Thousands have been ordered to evacuate as Tropical Cyclone Debbie barrels towards the north Queensland coast, bringing 280km/h winds, flooding rain and a 4m tidal surge.
Residents in low-lying areas in Bowen, Proserpine and Airlie Beach were ordered to evacuate their homes with the monster storm due to intensify into a "very destructive" Category 4 system hitting a 300km stretch of coast tomorrow at 6am.
As of last night it remained a Category 2 system, located about 415km northeast of Townsville, but the Bureau of Meteorology expected it to intensify into a category 3 system early today.
The Whitsunday Islands are already being buffeted by gales, while abnormally high tides are expected to occur south of Proserpine later today.
The cyclone is expected to cross the coast as a category 4 between Rollingstone and Proserpine tomorrow morning.
Queensland Emergency and Fire Services Commissioner Katarina Carroll said the likelihood of a storm surge and major flooding in low-lying areas was concerning authorities.
She said locals, who have been through cyclones before, should not be complacent.
"We know north Queenslanders are very, very resilient, but certainly we do have concerns about the storm surges in those low-lying areas," she told Nine today.
"We only have a small window of opportunity to act on these evacuations.
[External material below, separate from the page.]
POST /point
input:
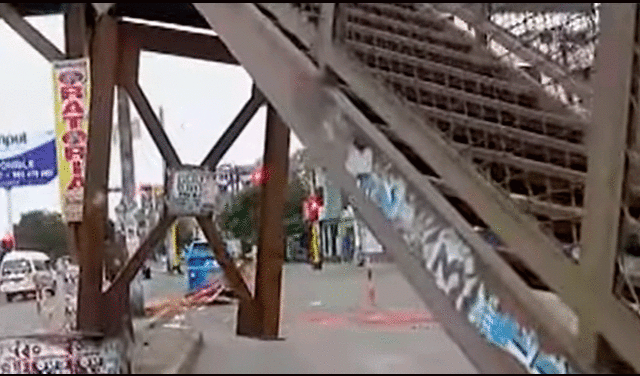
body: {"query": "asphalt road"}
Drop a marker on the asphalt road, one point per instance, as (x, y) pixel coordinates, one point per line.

Please, if you do get the text message to evacuate, do so."
Darrell Locke, 62, who lives in a red zone at Queen's Beach in Bowen, told the Courier Mail he had seen out six cyclones and had no plans to go anywhere.
"This'll be the biggest cyclone we've ever seen but we're all boarded up and will stick it out," he said.
Big 4 park managers Randy and Karlene Peebles told the paper they had evacuated two dozen caravan owners, many headed inland, but they themselves plan to stay in their waterfront home in the red zone.
It's going to be intense, but we've got nowhere else to go," Mrs Peebles said.
"I'm getting scared because of the ferocity of it. If we get a 4m tsunami that will be as high as our second-storey. It looks very eerie out to sea.
"It is dead calm, but you can see the clouds are getting darker and trouble is brewing."
Cyclone first-timer mother-of-three Venessa MacFarlane, of Bowen, was last night moving to an empty rental house in a safe zone as authorities warned her seaside house was likely to go underwater.
"Everything we own is in there. It is heartbreaking to think we could lose it all," she said.
Many residents, including Jan Bridges, are refusing to leave their homes despite being in the direct path of Cyclone Debbie.
Police and State Emergency Service officers doorknocked homes in the small town of Alva Beach, south of Townsville, yetserday, informing residents a forced evacuation of the low-lying area had been enacted.
"I'm staying," Ms Bridges told them.
Warnings are in place for residents from Lucinda to St Lawrence including Townsville, Ayr, Mackay, and the Whitsunday Islands, and inland of Bowen including Collinsville.
The bureau forecasts the "very destructive core" of Debbie will bring with it wind gusts up to 260km/h in the cyclone's centre.
Areas on the outer reaches of the storm will still receive winds with gusts over 100km/h, forecasters are warning.
Cyclone shelters in Bowen and Proserpine, with a capacity of 800, are due to open to their doors today.
Outraged Whitsunday MP Jason Costigan slammed authorities for shutting tourists out of cyclone shelters last night.
"We've got backpackers turned away from cyclone shelters that are locked up like Fort Knox," he said.
"Where are they supposed to go?"
English tourists Katie Gathercole, 22, and Becky Veater, 24, in Bowen were "praying for their lives".
"I'm genuinely scared," Ms Gathercole said.
"We've never had to brace for a natural disaster like this and now some backpackers can't get into these cyclone shelters. It is very unsettling."
Evacuations began yesterday, with the Whitsunday Regional Council ordering people in several low-lying coastal areas of the region ahead of a forecast significant tidal storm surge to seek higher ground.
Schools in coastal areas near Ayr to Proserpine will be closed today, with parents advised to check the Education Department's school closures website or with school directly.
James Cook University has closed its campuses in Cairns, Townsville Ayr and Mackay for today, with Cairns expected to re-open tomorrow.
Jetstar, Virgin and Qantas have cancelled many flights in and out of Townsville, Hamilton Island and Mackay.
Authorities say once the weather sets in, people need to stay off the roads and not try to cross flooded areas.
More than 1000 emergency services staff as well as Australian Defence Force personnel are being deployed to the region in anticipation of the storm's arrival.